Я родился, вырос и после окончания колледжа и магистратуры всю свою взрослую жизнь провел в западном Нью-Гемпшире, далеко от Атлантического побережья. Мы с родителями раз или два за лето ездили на побережье, в Гемптон-Бич, где даже в те времена в океан сливали сточные воды, сбрасывали промышленные и медицинские отходы. Ступая по дну, вы натыкались на всевозможный морской мусор и отвратительную грязь. Плавая в той воде, можно было заболеть. Несмотря на это, туда устремлялись толпы богачей. Я не любил плавать. Мне вообще не нравилось заходить в океан. Я не любил наступать неизвестно на что, не любил, когда что-то мерзкое обвивалось вокруг ног. Моя мать была фанатичной и сильной пловчихой. Если вам хотелось поплавать в чистой, неотравленной воде, надо было ехать на побережье в штате Мэн, для пущей безопасности на самый север, например, в Бус-Бей, но вода там оставалась холодной до конца лета. Мой колледж был недалеко от Чесапикского залива, и весной на первом курсе мы несколько раз ездили в Вирджиния-Бич с двумя любящими выпить эффектными парнями из Нэшвилла. На втором курсе мы ездили с Энн — в нашем заключительном апокалипсическом разговоре по телефону она использовала слово «отвергнутая», чтобы описать то, что я с ней сделал, — в местечко на Восточном берегу с названием Шанс. Айова, естественно, не имеет выхода к морю, и за два года учения в магистратуре — в первый год я невольно стал причиной отъезда Анны — я ни разу не видел моря.

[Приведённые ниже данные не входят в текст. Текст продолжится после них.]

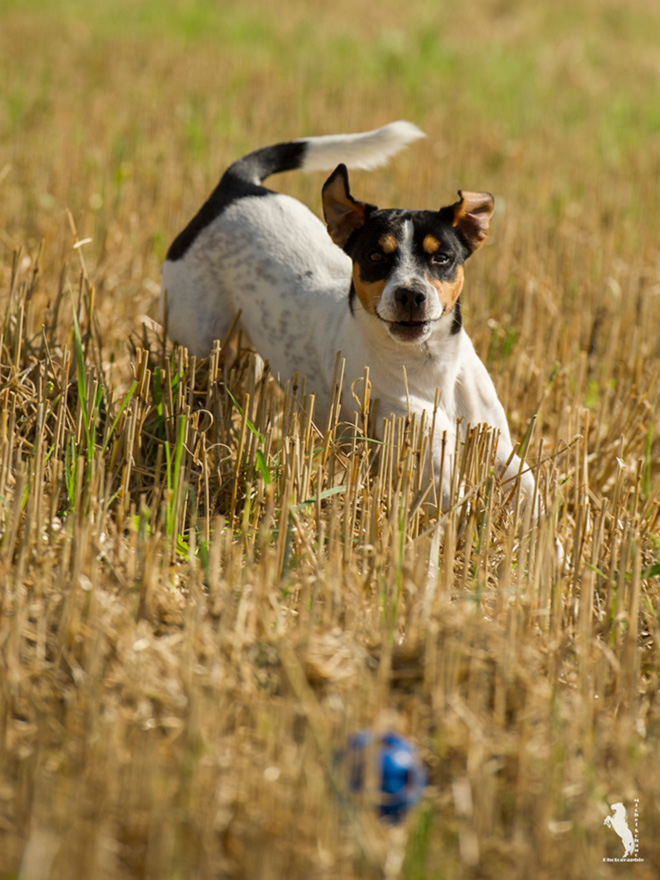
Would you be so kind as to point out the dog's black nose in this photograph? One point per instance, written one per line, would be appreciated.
(410, 297)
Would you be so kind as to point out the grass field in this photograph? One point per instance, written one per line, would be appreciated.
(202, 593)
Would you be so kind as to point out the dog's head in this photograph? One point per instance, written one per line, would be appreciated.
(407, 265)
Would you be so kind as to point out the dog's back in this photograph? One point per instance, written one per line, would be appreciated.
(248, 247)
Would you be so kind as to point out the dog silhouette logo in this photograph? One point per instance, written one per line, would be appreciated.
(618, 822)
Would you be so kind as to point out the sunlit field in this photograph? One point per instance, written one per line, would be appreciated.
(204, 593)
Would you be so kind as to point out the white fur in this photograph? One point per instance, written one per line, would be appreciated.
(619, 824)
(272, 259)
(366, 150)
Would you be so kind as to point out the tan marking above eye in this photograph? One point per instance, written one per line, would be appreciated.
(449, 291)
(387, 243)
(430, 244)
(369, 294)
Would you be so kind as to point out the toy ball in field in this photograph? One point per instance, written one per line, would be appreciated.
(398, 771)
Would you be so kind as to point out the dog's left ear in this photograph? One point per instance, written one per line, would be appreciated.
(471, 216)
(343, 214)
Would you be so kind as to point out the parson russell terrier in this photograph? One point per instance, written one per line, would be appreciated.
(383, 288)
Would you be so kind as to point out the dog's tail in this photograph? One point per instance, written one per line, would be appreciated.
(366, 150)
(244, 177)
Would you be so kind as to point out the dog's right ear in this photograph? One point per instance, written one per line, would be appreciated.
(343, 214)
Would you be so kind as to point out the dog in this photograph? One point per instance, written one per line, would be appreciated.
(383, 288)
(619, 824)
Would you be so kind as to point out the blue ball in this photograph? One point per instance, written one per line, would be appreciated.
(401, 773)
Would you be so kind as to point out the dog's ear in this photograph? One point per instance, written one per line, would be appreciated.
(343, 214)
(471, 216)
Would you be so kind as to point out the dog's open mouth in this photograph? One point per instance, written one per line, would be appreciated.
(409, 331)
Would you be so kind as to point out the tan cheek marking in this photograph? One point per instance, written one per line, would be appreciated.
(369, 294)
(449, 291)
(430, 244)
(387, 244)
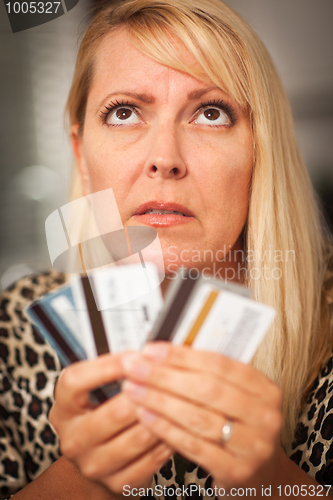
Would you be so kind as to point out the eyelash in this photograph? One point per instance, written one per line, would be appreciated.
(223, 106)
(217, 103)
(115, 105)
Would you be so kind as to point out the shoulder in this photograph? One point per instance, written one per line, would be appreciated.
(29, 368)
(312, 448)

Я прожил в изгнании целый год, бок о бок с Анной и моим генетическим факсимиле, он же двадцатиоднолетний я сам. Для меня это был год беспрецедентной близости. Вначале, в порыве самоуничижения, я уже заявлял, что это повествование — не обо мне. Но ничего нет удивительного и страшного в том, что время от времени мое прошлое будет вторгаться в рассказ, захочет просочиться в него, ниспровергнуть суть и обоснованную цель этого послания. Может показаться, что я не сдерживаю себя, а наоборот, потакаю себе в этом. Если умерли ваши родители и жена, если у вас не осталось детей, семьи, друзей, если нет никого, кто делил бы ваше прошлое, и никого, кто помнил бы о нем — значит, вашего прошлого не существует. Но такого не может быть. И этот рассказ — пусть не я задумал его написать, пусть его используют для каких угодно целей, пусть изначально я взялся за него с неохотой — теперь это мой рассказ.

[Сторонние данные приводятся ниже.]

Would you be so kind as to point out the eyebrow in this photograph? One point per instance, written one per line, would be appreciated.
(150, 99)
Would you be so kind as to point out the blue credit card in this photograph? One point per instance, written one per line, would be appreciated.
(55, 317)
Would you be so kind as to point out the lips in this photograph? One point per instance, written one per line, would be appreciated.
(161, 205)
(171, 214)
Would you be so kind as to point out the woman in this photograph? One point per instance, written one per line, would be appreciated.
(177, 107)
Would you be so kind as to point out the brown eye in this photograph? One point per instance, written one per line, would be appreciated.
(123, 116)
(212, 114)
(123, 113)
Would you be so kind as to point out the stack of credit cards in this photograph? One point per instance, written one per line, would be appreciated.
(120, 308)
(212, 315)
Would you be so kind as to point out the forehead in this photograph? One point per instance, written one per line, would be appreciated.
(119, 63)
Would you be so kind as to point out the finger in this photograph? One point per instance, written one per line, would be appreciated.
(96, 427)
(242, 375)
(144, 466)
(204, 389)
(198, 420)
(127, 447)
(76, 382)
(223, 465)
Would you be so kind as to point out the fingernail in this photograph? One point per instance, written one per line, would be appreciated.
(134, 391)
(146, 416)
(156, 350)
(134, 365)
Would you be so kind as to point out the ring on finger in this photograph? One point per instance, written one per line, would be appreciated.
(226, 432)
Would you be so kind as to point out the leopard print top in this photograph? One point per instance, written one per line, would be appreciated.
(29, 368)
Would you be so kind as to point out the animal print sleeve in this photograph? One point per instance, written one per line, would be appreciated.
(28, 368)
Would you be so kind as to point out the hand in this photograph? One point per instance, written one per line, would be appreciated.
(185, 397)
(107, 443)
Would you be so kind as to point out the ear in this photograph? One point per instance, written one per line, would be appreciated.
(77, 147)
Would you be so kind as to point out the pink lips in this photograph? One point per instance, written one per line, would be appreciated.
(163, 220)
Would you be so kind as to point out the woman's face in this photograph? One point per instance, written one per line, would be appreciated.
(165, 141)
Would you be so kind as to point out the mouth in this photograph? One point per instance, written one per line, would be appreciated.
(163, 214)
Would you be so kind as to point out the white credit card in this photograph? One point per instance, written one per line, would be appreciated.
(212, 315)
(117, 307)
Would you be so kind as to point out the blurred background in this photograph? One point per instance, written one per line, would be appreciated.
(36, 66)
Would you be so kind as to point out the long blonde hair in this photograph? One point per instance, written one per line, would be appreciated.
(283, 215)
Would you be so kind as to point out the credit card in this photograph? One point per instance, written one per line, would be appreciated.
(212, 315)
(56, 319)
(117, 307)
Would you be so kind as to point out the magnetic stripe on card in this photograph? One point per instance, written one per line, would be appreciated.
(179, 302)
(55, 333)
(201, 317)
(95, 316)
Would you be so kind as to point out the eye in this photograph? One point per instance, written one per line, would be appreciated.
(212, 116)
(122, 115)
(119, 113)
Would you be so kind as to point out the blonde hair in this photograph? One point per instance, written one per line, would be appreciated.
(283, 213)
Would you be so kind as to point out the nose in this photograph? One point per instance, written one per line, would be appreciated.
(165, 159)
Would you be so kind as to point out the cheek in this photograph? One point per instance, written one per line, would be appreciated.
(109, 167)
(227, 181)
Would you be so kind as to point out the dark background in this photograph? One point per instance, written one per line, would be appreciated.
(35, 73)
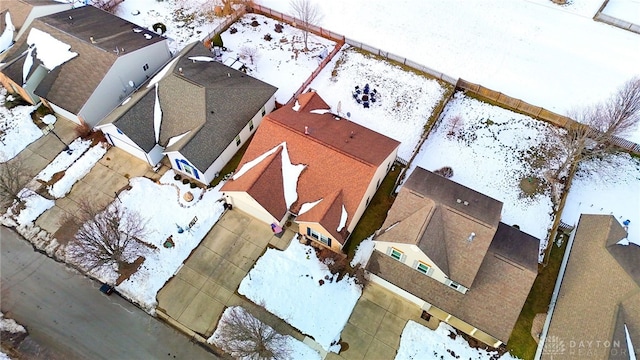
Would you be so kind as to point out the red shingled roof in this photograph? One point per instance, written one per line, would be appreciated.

Когда Анна произнесла: «Этот клон — твой», когда она сказала эти четкие, определенные слова, от которых можно сдвинуться, которые меняют все, я отреагировал совсем не так, как вы, должно быть, подумали. Я не стал восклицать, подобно картонным персонажам романов, что-то вроде: «Мой? Мой клон? О чем ты говоришь?!» В тот миг, услышав слова «Этот клон — твой», я ни на секунду не смутился и не усомнился в ее правдивости.

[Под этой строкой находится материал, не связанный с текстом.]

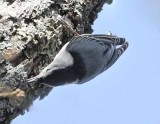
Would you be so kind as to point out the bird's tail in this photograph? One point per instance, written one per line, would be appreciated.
(109, 38)
(33, 79)
(118, 52)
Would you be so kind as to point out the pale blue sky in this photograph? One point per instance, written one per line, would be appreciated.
(129, 92)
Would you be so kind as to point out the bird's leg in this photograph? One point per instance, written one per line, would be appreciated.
(15, 93)
(67, 26)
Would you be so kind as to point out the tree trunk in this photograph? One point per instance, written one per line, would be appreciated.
(30, 36)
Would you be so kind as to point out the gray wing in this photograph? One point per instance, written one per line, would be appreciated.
(100, 50)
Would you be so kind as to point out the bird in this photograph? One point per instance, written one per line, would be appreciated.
(81, 59)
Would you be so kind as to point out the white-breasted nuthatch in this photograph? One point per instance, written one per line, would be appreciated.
(81, 59)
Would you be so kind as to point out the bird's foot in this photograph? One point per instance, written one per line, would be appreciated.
(16, 93)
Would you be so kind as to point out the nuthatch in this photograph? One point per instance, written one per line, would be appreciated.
(82, 59)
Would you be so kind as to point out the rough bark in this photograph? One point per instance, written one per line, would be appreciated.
(30, 37)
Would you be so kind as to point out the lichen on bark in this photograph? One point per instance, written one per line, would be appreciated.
(30, 36)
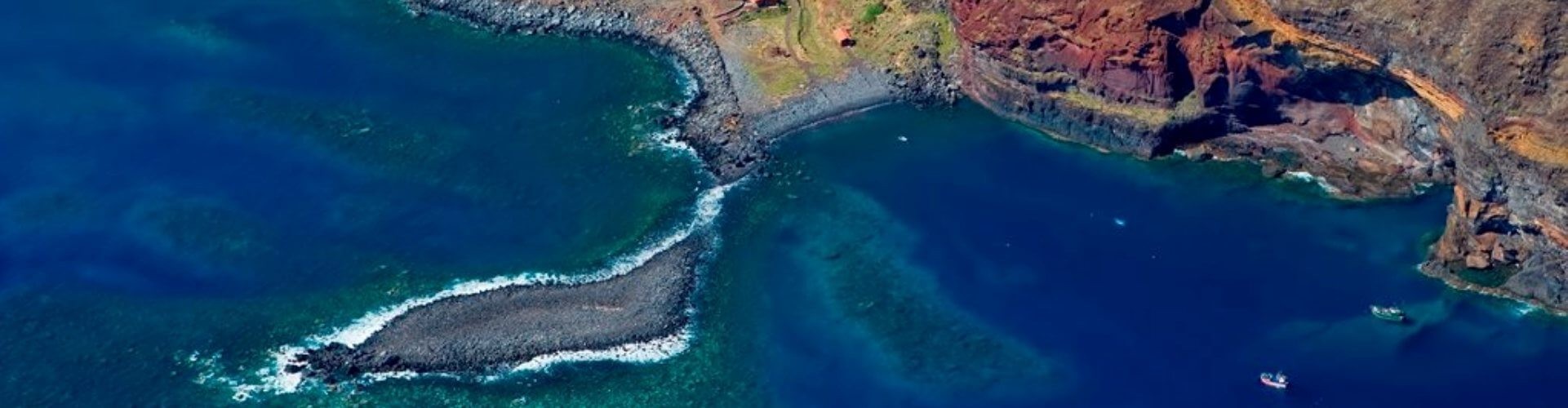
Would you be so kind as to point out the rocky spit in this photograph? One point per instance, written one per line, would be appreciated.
(513, 326)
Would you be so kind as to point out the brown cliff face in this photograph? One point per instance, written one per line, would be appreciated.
(1377, 100)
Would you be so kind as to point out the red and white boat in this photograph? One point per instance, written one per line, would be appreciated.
(1275, 380)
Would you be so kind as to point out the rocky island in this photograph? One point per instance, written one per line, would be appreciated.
(1369, 101)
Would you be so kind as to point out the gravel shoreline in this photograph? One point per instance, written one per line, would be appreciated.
(513, 326)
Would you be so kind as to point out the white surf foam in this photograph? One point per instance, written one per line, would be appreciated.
(1313, 180)
(277, 380)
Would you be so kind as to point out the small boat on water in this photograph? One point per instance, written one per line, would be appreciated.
(1388, 313)
(1275, 380)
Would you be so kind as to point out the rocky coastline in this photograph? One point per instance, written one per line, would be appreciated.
(1290, 88)
(507, 326)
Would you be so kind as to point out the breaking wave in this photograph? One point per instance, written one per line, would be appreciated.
(277, 380)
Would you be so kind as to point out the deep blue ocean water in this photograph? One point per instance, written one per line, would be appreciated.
(1140, 283)
(187, 185)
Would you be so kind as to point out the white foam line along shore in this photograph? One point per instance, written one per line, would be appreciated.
(706, 211)
(277, 380)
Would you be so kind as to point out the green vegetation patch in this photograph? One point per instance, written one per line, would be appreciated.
(871, 11)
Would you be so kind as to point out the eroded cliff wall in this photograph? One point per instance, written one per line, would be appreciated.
(1374, 98)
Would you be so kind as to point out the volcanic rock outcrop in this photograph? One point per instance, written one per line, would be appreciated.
(516, 324)
(1374, 98)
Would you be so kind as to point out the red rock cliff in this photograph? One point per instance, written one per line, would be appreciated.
(1375, 98)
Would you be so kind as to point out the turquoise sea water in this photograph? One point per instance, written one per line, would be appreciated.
(189, 185)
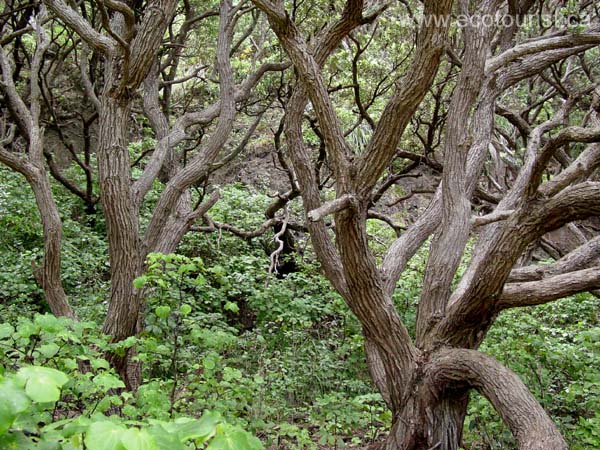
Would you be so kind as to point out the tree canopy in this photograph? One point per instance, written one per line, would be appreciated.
(377, 131)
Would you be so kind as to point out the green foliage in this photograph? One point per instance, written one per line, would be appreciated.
(74, 404)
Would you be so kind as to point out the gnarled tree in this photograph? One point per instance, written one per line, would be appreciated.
(426, 380)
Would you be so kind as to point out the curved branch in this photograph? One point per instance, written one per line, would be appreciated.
(541, 46)
(548, 289)
(529, 423)
(97, 41)
(581, 258)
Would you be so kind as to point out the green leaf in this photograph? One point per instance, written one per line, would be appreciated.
(6, 330)
(136, 439)
(42, 384)
(162, 311)
(231, 306)
(49, 350)
(139, 282)
(165, 440)
(108, 381)
(12, 402)
(187, 428)
(104, 436)
(234, 439)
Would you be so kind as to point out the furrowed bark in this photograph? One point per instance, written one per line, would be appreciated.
(527, 420)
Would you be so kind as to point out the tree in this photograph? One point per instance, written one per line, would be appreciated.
(128, 40)
(426, 381)
(505, 111)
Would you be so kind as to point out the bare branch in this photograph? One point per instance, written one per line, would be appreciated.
(548, 289)
(95, 40)
(527, 420)
(334, 206)
(496, 216)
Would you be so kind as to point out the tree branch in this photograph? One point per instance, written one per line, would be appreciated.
(529, 423)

— Ты его видела? — спросил я.
— Да.
— Он похож на меня?
Вопрос ненаучный, скорее самовлюбленный, но я был спокоен. Я тогда не подозревал, с чем мне предстоит столкнуться.
— Он похож на тебя как две капли воды. — Она улыбнулась. — Так ты выглядел когда-то. Он немного больше.
— Выше?
— Выше. Шире в плечах.
— Ему двадцать один, — сказал я.
— Верно, — кивнула она. — Ты догадлив.
— Нет. Меня о нем спрашивал врач. Как его зовут?
— Не знаю. Вряд ли у него есть имя, — ответила она. — Это ужасно. Я не знаю, как его называть.
— Но с ним все в порядке?
Не думаю, что я в тот миг уже испытывал некое собственническое отношение к своему клону, ставшее новой незаконнорожденной точкой отсчета в распространении и выражении эгоизма. В трясине эгоизма, так уж вышло, я первопроходец.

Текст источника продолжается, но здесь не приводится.